Compte-rendu
Expédition Makay à Madagascar
"Expédition Makay à Madagascar", conférence du 23 mars 2018
Compte-rendu de Roger Cans
Barbara Réthoré et Julien Chapuis étaient venus en 2016 à La Flèche présenter leur film sur la faune d’Amérique centrale (Panama et Colombie), à l’invitation de l’association Fous de Nature et son président, Pascal Fournié. Ils sont revenus le 23 mars 2018 au théâtre de la Halle au blé présenter un film intitulé « Madagascar, expédition en terre Makay ». Diffusé en avant-première à La Rochelle et en Périgord, le film sera diffusé sur ARTE en mai prochain.
Le film retrace les aventures d’une expédition de six semaines organisée en 2017 par Evrard Wendenbaum, grand connaisseur du Makay, un massif montagneux de 4.000 km2 situé au sud-ouest de l’île de Madagascar. Le site avait fait l’objet d’un premier inventaire naturaliste en 2010-2011, en période humide. Il s’agissait cette fois-ci de poursuivre l’inventaire en période sèche. Pour mener cet inventaire, Evrard a recruté 120 personnes, scientifiques, «écovolontaires » et personnels de service (cuisiniers, porteurs), répartis en trois camps, distants chacun de moins d’une journée de marche. Chaque jour, de petites équipes partaient en exploration dans un terrain très accidenté, formé de gorges profondes, de falaises et de plateaux désertiques. Le terrain, formé de couches sédimentaires au fond de la mer, s’est retrouvé ensuite à découvert et soumis à l’érosion. On retrouve au fond des canyons des troncs d’arbres de bois pétrifié, qui témoignent d’anciennes forêts aujourd’hui disparues.

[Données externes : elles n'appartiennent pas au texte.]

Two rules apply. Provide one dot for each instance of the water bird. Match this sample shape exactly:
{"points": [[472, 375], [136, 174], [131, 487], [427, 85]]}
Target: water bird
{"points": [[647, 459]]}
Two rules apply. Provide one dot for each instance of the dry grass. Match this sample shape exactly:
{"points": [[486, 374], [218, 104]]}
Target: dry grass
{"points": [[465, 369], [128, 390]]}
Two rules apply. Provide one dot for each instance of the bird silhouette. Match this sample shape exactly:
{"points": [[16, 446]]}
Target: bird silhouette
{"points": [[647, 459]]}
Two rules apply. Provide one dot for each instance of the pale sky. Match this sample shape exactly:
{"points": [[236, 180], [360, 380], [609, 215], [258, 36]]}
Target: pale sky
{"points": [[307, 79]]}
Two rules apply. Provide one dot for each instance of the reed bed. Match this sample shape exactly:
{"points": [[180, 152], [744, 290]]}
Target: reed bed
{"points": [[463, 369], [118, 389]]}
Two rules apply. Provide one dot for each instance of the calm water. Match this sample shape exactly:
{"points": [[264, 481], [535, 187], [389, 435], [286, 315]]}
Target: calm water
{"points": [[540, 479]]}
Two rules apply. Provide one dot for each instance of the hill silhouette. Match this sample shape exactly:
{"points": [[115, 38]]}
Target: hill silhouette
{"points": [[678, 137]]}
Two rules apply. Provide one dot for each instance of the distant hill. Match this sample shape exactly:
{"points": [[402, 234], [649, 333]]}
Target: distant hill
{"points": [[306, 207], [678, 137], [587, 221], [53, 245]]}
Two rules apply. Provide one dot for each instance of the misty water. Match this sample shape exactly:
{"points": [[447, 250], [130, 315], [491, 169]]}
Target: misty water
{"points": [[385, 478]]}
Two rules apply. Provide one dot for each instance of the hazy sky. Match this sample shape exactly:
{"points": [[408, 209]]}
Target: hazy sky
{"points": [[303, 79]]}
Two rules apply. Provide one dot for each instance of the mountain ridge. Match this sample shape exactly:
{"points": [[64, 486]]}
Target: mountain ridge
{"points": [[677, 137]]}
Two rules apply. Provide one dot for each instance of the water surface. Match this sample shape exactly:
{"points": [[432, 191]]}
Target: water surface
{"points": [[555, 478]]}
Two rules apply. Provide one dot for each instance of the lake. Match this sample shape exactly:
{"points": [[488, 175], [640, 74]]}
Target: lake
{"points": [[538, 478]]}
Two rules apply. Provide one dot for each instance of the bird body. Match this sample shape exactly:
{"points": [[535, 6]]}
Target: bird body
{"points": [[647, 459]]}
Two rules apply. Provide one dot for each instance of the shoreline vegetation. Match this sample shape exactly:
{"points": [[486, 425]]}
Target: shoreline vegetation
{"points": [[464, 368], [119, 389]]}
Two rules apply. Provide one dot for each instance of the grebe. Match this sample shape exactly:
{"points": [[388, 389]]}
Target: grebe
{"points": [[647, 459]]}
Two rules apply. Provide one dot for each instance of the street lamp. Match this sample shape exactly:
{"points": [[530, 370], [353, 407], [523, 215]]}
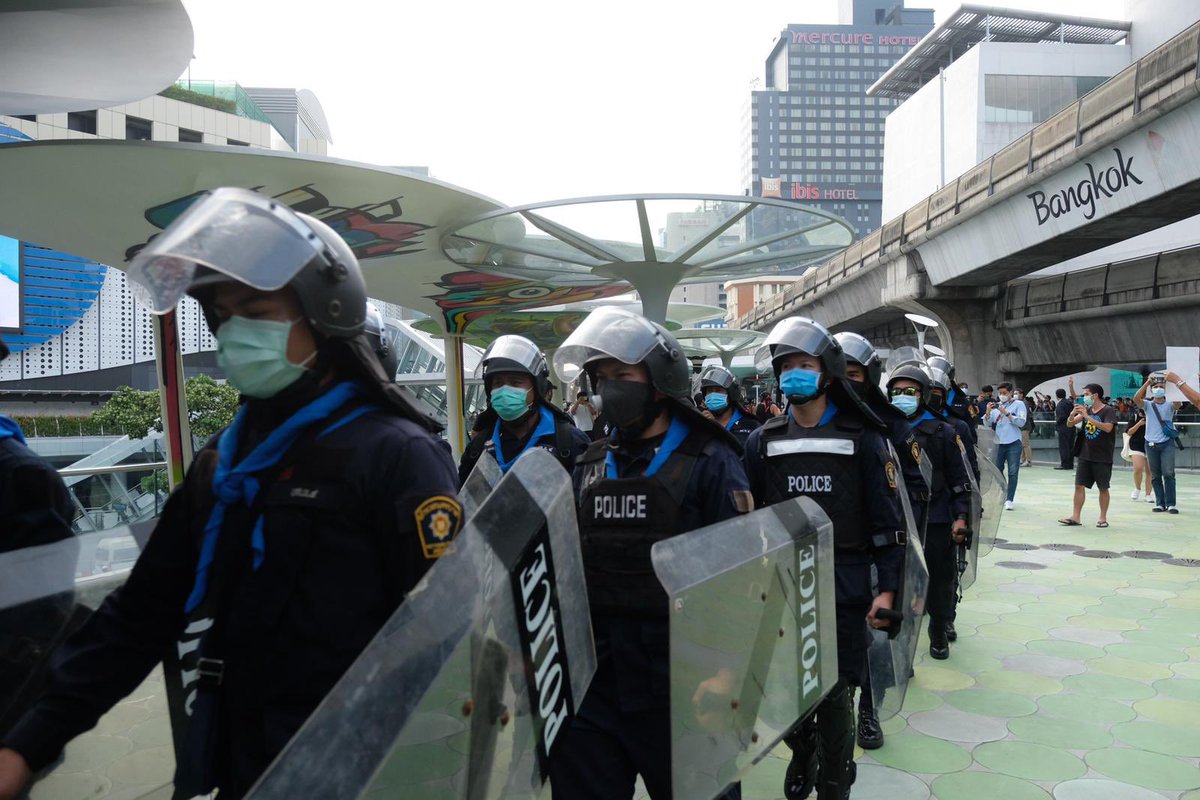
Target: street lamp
{"points": [[923, 324]]}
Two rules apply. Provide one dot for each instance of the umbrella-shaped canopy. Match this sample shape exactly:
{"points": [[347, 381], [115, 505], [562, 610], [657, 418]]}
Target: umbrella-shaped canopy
{"points": [[105, 199], [651, 242]]}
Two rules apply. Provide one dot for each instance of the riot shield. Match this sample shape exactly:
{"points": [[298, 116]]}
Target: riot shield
{"points": [[966, 555], [46, 594], [479, 485], [466, 689], [754, 643], [994, 489], [891, 654]]}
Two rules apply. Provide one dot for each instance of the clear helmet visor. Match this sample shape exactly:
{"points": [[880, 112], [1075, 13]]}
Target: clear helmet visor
{"points": [[904, 355], [607, 332], [939, 379], [234, 234], [515, 349], [717, 377]]}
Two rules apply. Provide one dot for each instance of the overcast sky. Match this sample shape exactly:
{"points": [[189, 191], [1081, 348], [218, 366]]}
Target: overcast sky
{"points": [[523, 100]]}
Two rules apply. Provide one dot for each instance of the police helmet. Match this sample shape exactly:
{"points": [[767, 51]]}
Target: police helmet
{"points": [[942, 364], [611, 332], [859, 350], [514, 353], [916, 372], [376, 332], [721, 378], [803, 335], [235, 234]]}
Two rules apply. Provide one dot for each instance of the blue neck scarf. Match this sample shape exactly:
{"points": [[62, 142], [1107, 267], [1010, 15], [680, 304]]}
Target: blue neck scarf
{"points": [[237, 483], [10, 429], [545, 426], [676, 434]]}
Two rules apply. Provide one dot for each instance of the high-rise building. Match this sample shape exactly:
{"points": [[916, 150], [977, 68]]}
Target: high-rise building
{"points": [[813, 134]]}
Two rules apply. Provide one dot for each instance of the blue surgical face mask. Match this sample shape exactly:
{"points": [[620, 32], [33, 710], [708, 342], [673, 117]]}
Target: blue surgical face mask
{"points": [[906, 404], [510, 402], [799, 383], [253, 354], [717, 402]]}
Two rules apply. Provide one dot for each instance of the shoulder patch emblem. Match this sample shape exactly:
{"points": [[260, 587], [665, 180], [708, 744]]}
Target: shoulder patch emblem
{"points": [[438, 521], [742, 500]]}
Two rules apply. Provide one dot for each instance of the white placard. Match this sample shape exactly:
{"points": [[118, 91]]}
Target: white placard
{"points": [[1183, 362]]}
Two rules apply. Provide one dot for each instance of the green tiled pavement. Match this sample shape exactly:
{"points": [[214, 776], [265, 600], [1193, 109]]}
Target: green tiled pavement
{"points": [[1075, 681], [1079, 680]]}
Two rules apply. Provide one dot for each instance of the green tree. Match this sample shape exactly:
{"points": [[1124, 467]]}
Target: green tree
{"points": [[135, 413], [210, 404], [131, 411]]}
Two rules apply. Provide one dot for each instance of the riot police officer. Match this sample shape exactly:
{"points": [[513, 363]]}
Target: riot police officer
{"points": [[864, 368], [294, 535], [516, 379], [724, 402], [949, 504], [36, 511], [942, 386], [831, 446], [664, 470], [957, 402]]}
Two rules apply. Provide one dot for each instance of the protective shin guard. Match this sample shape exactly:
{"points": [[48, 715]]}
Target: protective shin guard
{"points": [[802, 771], [835, 743]]}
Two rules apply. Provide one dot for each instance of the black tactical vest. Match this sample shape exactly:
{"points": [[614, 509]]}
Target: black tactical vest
{"points": [[931, 437], [622, 518], [825, 463]]}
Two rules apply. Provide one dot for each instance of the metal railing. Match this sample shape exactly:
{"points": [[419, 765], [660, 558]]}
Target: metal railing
{"points": [[1167, 275], [1158, 82], [107, 504]]}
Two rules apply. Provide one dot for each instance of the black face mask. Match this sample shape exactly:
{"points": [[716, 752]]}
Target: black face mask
{"points": [[629, 404]]}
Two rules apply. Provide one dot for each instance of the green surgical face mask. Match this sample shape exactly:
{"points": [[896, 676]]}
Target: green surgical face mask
{"points": [[253, 354]]}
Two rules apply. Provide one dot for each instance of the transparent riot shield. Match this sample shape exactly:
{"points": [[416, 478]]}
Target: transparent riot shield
{"points": [[754, 642], [467, 687], [479, 485], [994, 489], [891, 654], [966, 555], [47, 593]]}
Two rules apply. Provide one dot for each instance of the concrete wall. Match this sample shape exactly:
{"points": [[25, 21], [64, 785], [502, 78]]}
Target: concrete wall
{"points": [[1157, 20], [911, 149]]}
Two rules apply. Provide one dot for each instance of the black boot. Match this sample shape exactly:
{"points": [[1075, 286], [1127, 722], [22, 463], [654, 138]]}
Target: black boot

La déforestation et l’érosion ont produit une compartimentation des territoires, qui a entraîné des micro-endémismes dans la flore et la faune, au sein même d’une île où la moitié des oiseaux sont endémiques et où l’on dénombre 104 espèces de lémuriens, tous endémiques. D’où l’intérêt des inventaires menés par des scientifiques comme Barbara Réthoré, biologiste spécialiste des cétacés, et Julien Chapuis, spécialiste des primates, qui sont devenus des naturalistes généralistes, capables à la fois d’escalader une falaise ou de plonger dans un canyon. C’est ainsi qu’ils ont découvert dans une mare un crabe d’eau douce inconnu, qui a été identifié comme une espèce nouvelle par un spécialiste de Washington et un laboratoire allemand. Exceptionnellement, il a été sacrifié, mais des photos suffisent la plupart du temps. Une spécialiste du Muséum d’histoire naturelle s’est attachée à l’étude des mousses et des fougères. Pour la flore, un herbier est laissé au pays hôte, et un autre emporté par le botaniste étranger.
Au total, 1.229 espèces de faune et flore ont été identifiées dans la grande île. On y a trouvé une trentaine de caméléons, dont certains ne sont pas plus gros que le petit doigt, ainsi que des grenouilles minuscules, très colorées pour échapper aux prédateurs. Le plus grand carnivore de l’île est le « fusa », que l’expédition a pu prendre en photo la nuit grâce à un piège photographique. Cet animal est très menacé, car il est soupçonné de s’en prendre au bétail, mais comme il grimpe aux arbres et en redescend la tête en bas, il est bien trop petit pour attaquer un zébu ou même un mouton. L’expédition a identifié plusieurs poissons mais n’a pas pu étudier les chauves-souris, car l’étudiant du Muséum qui devait le faire n’était pas là.
Barbara et Julien ont pu monter dans un baobab géant, qui a réussi à pousser au bord d’une falaise à 200m au-dessus du fond de la gorge. Le baobab subsiste parce que son tronc lisse ne contient que des fibres et de l’eau, mais pas de bois. De ce fait, il n’est pas exploité, et il est impossible de déterminer son âge. Le Makay est inhabité mais entouré de villages. Ne s’y risquent que ceux qui bravent l’interdit du « fad », ce tabou qui réserve les lieux aux morts. Quelques peintures rupestres sommaires témoignent d’une fréquentation très localisée, sous des abris rocheux difficiles d’accès.
Grâce à Evrard, athlète et fin connaisseur du massif – merci Google Earth et les drones !—, grâce à Barbara et Julien, naturalistes accomplis, soucieux de vulgarisation et de pédagogie, le grand public va pouvoir découvrir sur écran les mystères d’un territoire que très peu, en dehors de Nicolas Hulot et son émission Ushuaïa, ont la chance de connaître.